We then headed towards Palace Bahia, spending about 45 minutes inside before zooming out of the place. The first few courtyards were splendid, but it got a little more towards being an art museum instead, and me, being someone who appreciates little art, got bored. With no time left as we had to rush back to our Riad by 4.30pm, we had to skip the Saadian tombs, Palace Badii and Majorelle Gardens.
However, we got really lost, ended up spending 1.5hours weaving our way to the wrong part of town due to the wrong location spot on google maps. We met a number of really nice and kind people who didn’t ask for money from us as they tried to give us some directions (the location of our Riad was not known as it was in a different neighbourhood). We ended up heading back to the square, Jemma El Fna and grabbed a taxi for 50dh (15minutes ride) to the correct area of the town. However, as our Riad was off the streets, the taxi driver could only drop us off halfway and he, being not really sure of where exactly our riad is, vaguely pointed a direction to us, telling us to ignore any of those teenage boys who are always bugging/trying to chat up tourists, as how previous blogs have warned us about. However, we eventually failed to listen. After trying to find our way around aimlessly for another half hour, we were frustrated, turning to a couple of tourists with a map (we didn’t have one at that time, nor did we have data to find our exact location) and they recommended for us to ask the shopkeepers. Bad mistake there. The shopkeeper handed us over to one of the teenage boys, who claimed he worked for the shop, and he happily walked us to our Riad. It was a nice conversataion-filled 9 minute walk, only to end up with him stopping about one alley turn away from our Riad, and him demanding for money from us even though we tried giving him 30dh as a gift of appreciation. He demanded for 200dh which was ridiculous, and we insisted on him bringing us to the doorstep of our Riad instead. He started to get nasty and just kept insisting on keeping us at that spot and demanding we gave him some money as ‘compensation’ for his time away from the shop and his ‘injured legs’ from walking us to our place. It was really ridiculous. We ended up giving him 140dh, and he suddenly turned nice again, calling us ‘brother’ and ‘sister’ and shaking hands with us. It was all so infuriating, realising we fell into the second tourist trap that the blogs (and the taxi driver earlier on) have warned us about. Nevertheless, being lost for 2 hours, we finally had someone bring us back to our confusingly located Riad, but for a price.
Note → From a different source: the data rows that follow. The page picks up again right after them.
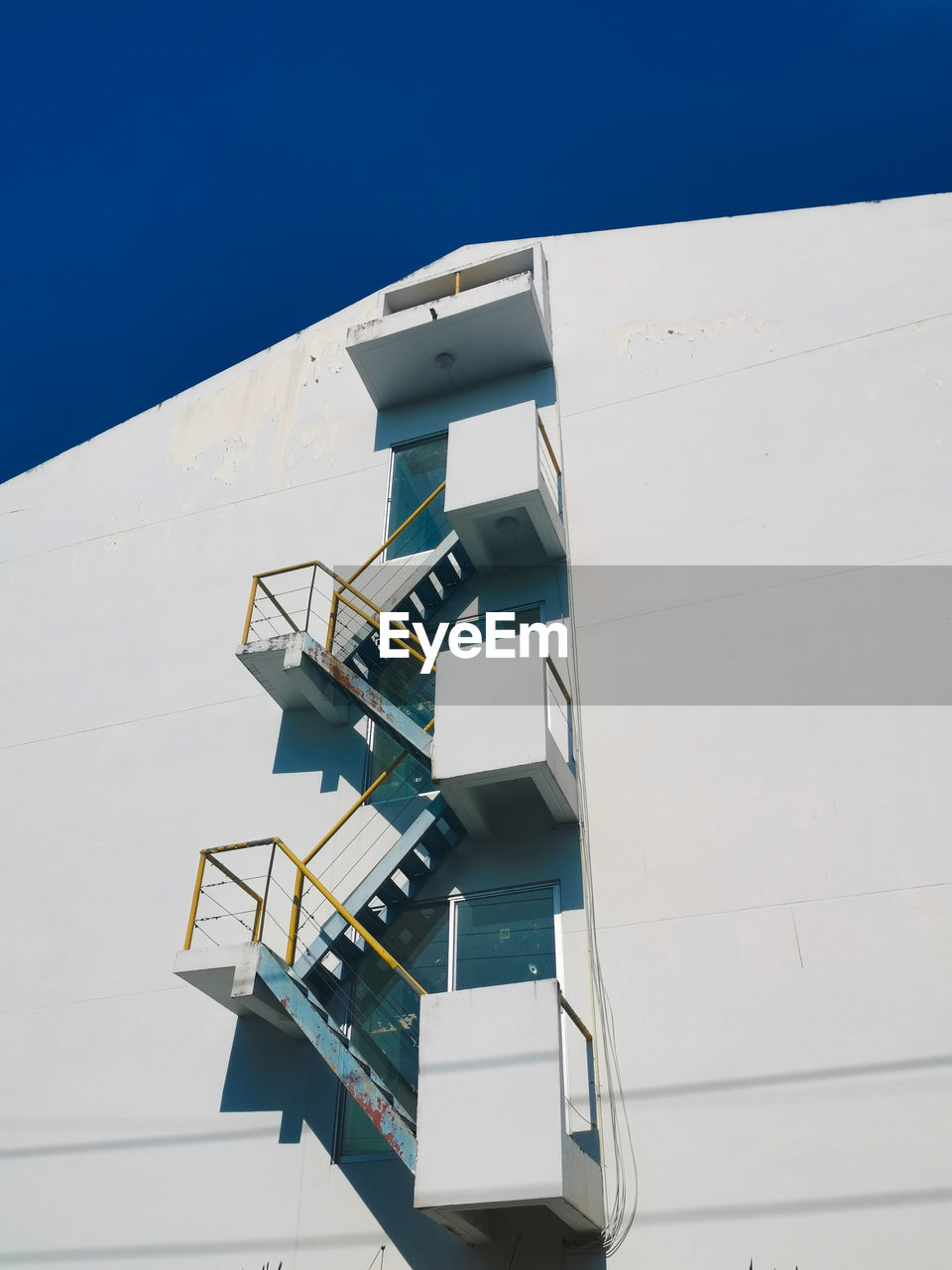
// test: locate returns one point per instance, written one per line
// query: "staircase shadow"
(272, 1072)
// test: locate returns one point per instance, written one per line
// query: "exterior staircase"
(380, 898)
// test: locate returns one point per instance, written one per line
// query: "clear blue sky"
(188, 183)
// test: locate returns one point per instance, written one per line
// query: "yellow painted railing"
(208, 856)
(347, 584)
(291, 603)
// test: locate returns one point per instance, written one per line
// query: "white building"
(725, 813)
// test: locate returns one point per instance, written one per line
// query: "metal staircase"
(381, 897)
(309, 992)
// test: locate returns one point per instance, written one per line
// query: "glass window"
(525, 616)
(385, 1011)
(507, 938)
(417, 470)
(500, 938)
(403, 684)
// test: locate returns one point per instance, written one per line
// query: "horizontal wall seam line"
(184, 516)
(91, 1001)
(756, 366)
(125, 722)
(779, 903)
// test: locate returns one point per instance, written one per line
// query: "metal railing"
(575, 1119)
(548, 466)
(376, 1003)
(558, 710)
(262, 901)
(299, 595)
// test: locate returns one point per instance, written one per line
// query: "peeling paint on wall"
(627, 338)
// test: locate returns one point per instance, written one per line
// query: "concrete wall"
(771, 883)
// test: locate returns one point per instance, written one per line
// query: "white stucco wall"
(772, 884)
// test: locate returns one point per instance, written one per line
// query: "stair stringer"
(296, 1001)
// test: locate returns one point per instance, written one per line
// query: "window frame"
(394, 449)
(453, 899)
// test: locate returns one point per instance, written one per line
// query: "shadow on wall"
(306, 743)
(272, 1072)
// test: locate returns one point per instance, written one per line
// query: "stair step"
(361, 1080)
(414, 865)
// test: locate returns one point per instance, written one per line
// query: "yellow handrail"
(574, 1017)
(208, 855)
(299, 880)
(336, 599)
(548, 445)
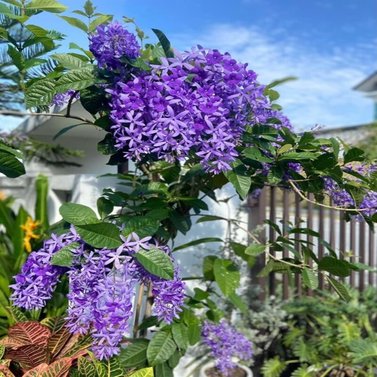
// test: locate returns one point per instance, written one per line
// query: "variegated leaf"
(31, 332)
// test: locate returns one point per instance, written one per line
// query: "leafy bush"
(327, 336)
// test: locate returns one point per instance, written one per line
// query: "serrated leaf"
(102, 19)
(165, 43)
(208, 263)
(255, 249)
(135, 354)
(68, 61)
(76, 80)
(156, 262)
(86, 368)
(78, 214)
(17, 314)
(163, 370)
(76, 23)
(160, 348)
(47, 5)
(143, 226)
(339, 288)
(239, 178)
(198, 242)
(64, 257)
(40, 93)
(334, 266)
(309, 278)
(226, 275)
(100, 235)
(10, 165)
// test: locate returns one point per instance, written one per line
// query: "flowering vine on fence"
(191, 122)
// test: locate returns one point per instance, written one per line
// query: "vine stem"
(25, 113)
(302, 196)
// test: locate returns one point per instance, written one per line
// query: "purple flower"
(112, 42)
(369, 204)
(169, 296)
(101, 287)
(37, 280)
(339, 196)
(225, 343)
(196, 104)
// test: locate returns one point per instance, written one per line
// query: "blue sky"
(330, 45)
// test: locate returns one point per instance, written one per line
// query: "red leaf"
(59, 368)
(58, 340)
(28, 333)
(4, 371)
(29, 356)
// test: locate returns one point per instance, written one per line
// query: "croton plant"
(188, 123)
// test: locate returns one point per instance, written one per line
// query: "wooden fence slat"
(285, 252)
(272, 218)
(298, 283)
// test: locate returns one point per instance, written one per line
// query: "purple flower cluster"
(339, 196)
(62, 99)
(225, 343)
(369, 204)
(198, 103)
(112, 42)
(101, 288)
(36, 282)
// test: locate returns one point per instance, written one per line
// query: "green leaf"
(160, 348)
(238, 302)
(334, 266)
(239, 178)
(86, 368)
(141, 225)
(10, 165)
(76, 23)
(165, 43)
(226, 275)
(100, 235)
(64, 257)
(104, 206)
(102, 19)
(114, 368)
(354, 154)
(47, 5)
(255, 249)
(135, 354)
(210, 218)
(198, 242)
(208, 263)
(68, 61)
(16, 57)
(41, 210)
(339, 288)
(65, 130)
(76, 79)
(194, 327)
(78, 214)
(40, 93)
(163, 370)
(146, 372)
(309, 278)
(180, 335)
(156, 262)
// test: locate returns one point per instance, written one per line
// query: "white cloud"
(323, 92)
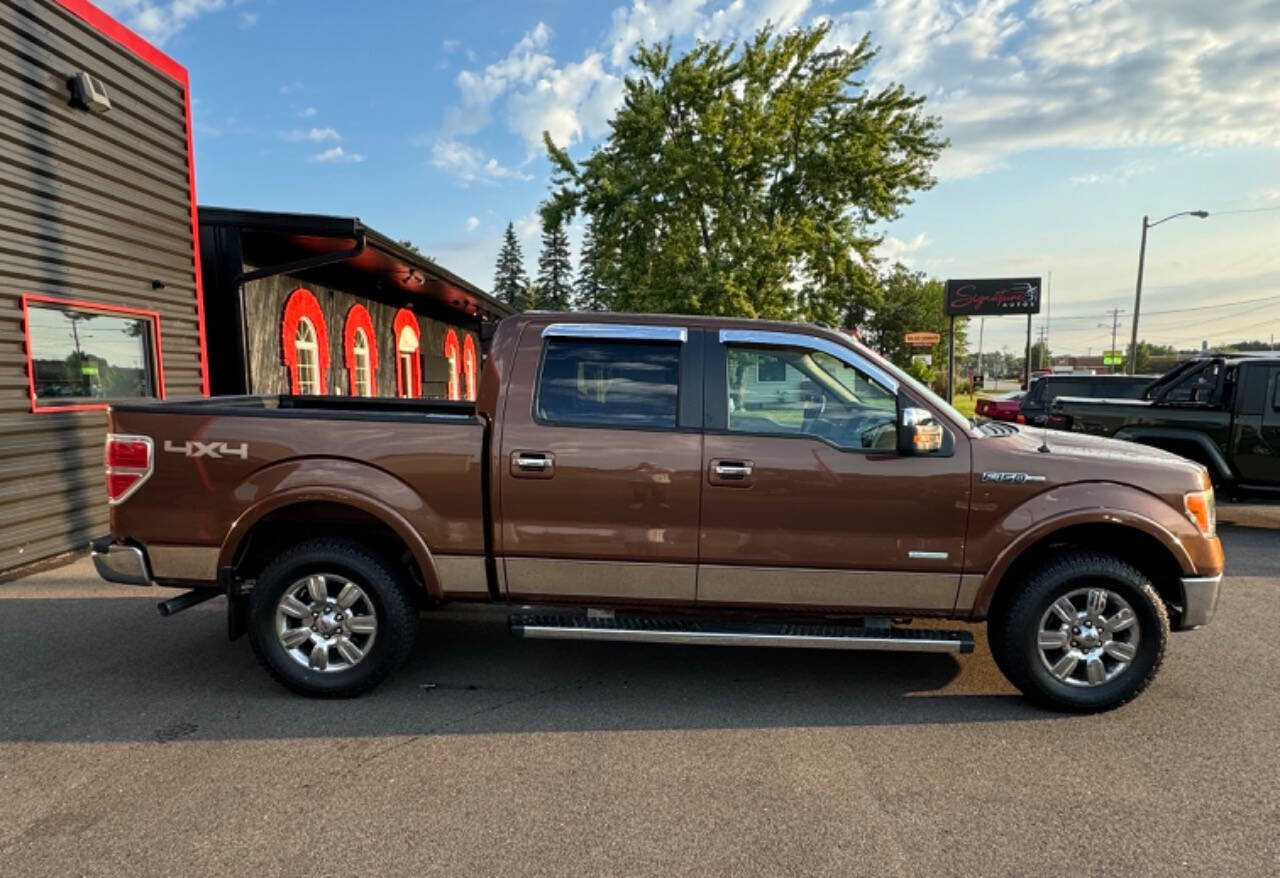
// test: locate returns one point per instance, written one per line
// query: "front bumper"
(126, 565)
(1200, 599)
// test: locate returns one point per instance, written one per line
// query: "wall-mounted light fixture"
(88, 92)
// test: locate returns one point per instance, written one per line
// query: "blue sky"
(1069, 120)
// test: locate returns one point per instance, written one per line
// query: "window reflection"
(85, 356)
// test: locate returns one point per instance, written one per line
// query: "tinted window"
(609, 383)
(818, 396)
(81, 356)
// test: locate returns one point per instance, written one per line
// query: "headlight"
(1200, 508)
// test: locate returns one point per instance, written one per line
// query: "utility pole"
(1115, 324)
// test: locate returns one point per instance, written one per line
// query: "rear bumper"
(1200, 600)
(126, 565)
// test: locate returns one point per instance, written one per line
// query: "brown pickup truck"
(682, 480)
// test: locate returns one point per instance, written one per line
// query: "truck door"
(1256, 433)
(600, 463)
(807, 501)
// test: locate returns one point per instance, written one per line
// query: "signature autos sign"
(992, 296)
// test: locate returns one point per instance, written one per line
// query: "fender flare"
(1048, 526)
(1141, 434)
(243, 525)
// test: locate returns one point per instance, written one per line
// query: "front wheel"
(1087, 634)
(328, 618)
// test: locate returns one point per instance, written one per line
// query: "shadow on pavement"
(110, 670)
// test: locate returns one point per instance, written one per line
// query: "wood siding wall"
(264, 316)
(92, 207)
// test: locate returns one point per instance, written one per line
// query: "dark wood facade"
(252, 274)
(96, 225)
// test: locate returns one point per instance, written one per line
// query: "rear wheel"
(1086, 634)
(328, 618)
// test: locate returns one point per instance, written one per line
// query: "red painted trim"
(470, 376)
(85, 306)
(302, 303)
(453, 355)
(406, 318)
(359, 318)
(123, 36)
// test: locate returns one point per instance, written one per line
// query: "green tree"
(510, 282)
(910, 302)
(554, 266)
(744, 181)
(589, 291)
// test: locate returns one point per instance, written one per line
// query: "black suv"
(1047, 388)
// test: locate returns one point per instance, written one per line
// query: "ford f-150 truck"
(666, 479)
(1219, 411)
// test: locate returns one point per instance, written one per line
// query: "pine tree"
(510, 283)
(554, 268)
(589, 289)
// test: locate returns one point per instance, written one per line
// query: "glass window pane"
(819, 396)
(85, 356)
(609, 383)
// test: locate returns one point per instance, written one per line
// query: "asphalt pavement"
(145, 746)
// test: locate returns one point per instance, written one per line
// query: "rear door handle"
(731, 474)
(533, 465)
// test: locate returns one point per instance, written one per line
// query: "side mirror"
(919, 433)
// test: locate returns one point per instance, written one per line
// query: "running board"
(673, 630)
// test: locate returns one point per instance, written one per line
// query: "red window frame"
(302, 303)
(407, 319)
(453, 356)
(470, 376)
(158, 347)
(359, 318)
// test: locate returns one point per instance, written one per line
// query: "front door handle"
(533, 465)
(731, 472)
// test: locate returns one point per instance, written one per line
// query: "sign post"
(987, 297)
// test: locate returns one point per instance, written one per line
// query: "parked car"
(1047, 388)
(1223, 412)
(1000, 408)
(608, 485)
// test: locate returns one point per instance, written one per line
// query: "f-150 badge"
(1010, 478)
(214, 449)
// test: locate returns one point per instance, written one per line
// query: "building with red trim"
(325, 305)
(100, 279)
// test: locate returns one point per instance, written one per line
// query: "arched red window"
(360, 352)
(305, 342)
(453, 355)
(408, 362)
(470, 366)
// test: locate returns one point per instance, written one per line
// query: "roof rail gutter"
(307, 263)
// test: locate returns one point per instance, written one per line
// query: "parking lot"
(140, 745)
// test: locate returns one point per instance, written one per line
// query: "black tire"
(396, 617)
(1014, 636)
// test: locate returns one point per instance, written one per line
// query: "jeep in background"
(1046, 389)
(1223, 412)
(673, 480)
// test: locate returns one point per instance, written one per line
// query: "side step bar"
(654, 630)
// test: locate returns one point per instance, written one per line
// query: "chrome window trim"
(616, 330)
(799, 339)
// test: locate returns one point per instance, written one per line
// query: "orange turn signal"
(1201, 510)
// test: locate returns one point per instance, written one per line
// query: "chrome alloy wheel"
(1088, 636)
(325, 622)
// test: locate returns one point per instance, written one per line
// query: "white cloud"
(337, 154)
(159, 22)
(312, 136)
(470, 165)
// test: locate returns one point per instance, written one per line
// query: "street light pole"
(1137, 296)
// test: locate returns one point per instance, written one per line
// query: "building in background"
(325, 305)
(99, 277)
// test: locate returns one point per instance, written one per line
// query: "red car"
(1002, 407)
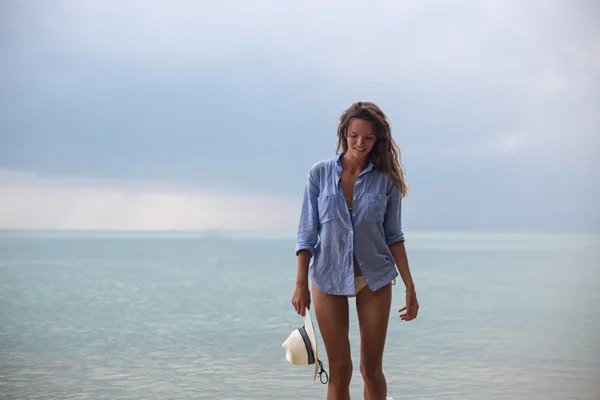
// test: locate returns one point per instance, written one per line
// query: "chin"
(359, 154)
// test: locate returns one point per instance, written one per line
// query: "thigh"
(332, 317)
(373, 310)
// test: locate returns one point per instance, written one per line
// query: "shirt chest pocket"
(329, 207)
(375, 207)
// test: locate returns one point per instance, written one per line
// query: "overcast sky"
(195, 115)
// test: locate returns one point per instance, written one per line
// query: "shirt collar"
(338, 164)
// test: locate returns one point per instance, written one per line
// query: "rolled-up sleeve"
(308, 227)
(392, 224)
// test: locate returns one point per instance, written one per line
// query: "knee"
(371, 372)
(340, 372)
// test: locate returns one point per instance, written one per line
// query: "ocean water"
(93, 315)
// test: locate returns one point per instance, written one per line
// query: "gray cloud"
(492, 102)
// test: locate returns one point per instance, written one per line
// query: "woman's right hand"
(301, 299)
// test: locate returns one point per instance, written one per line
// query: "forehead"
(360, 127)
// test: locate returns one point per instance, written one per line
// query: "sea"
(203, 315)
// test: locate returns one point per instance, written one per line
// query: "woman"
(350, 226)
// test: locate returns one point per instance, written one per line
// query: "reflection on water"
(143, 317)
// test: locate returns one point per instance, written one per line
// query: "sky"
(208, 115)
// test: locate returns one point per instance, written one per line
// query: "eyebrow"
(369, 134)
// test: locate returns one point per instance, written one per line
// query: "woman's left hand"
(411, 308)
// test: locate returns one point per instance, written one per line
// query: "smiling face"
(361, 138)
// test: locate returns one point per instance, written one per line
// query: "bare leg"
(373, 314)
(332, 317)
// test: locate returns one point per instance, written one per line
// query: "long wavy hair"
(385, 154)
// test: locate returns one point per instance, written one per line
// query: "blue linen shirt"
(333, 237)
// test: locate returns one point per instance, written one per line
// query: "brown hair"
(385, 154)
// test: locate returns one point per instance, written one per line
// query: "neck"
(353, 165)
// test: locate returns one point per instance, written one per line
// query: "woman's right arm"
(306, 240)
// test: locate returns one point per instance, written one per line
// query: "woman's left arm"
(394, 238)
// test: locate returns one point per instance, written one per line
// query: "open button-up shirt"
(334, 237)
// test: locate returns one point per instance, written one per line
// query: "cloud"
(244, 96)
(32, 202)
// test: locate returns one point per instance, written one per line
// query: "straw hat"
(301, 347)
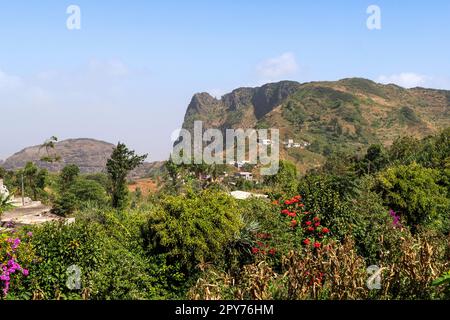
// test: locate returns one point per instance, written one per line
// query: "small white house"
(265, 142)
(242, 195)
After refreshing ourselves from a bath and some rest, we headed out again, this time with a hand-drawn map from the Riad toward the Jemma El Fna for dinner. With orange juice for 4dh, a bowl of snail soup for 10dh, and mixed kebab dish for about 70dh (this was a bit pricier), we went for a walk through the bustling but smoky markets. It was really competitive, with numerous shops selling the same thing at similar prices. After weaving through the main souks of Jemma El Fna, we went to a Café that allowed us a panoramic night view of the Jemma.
Thereafter, we headed back to our Riad, losing our way for awhile AGAIN (the streets all look the same), before getting back on track. Having travelled to a number of countries, I’ve never had such a serious case of being lost; in fact I was seldom lost, but this time it was really bad. For those travelling independently, I’d really suggest getting a proper map or googlemaps, and tracking your path as you go.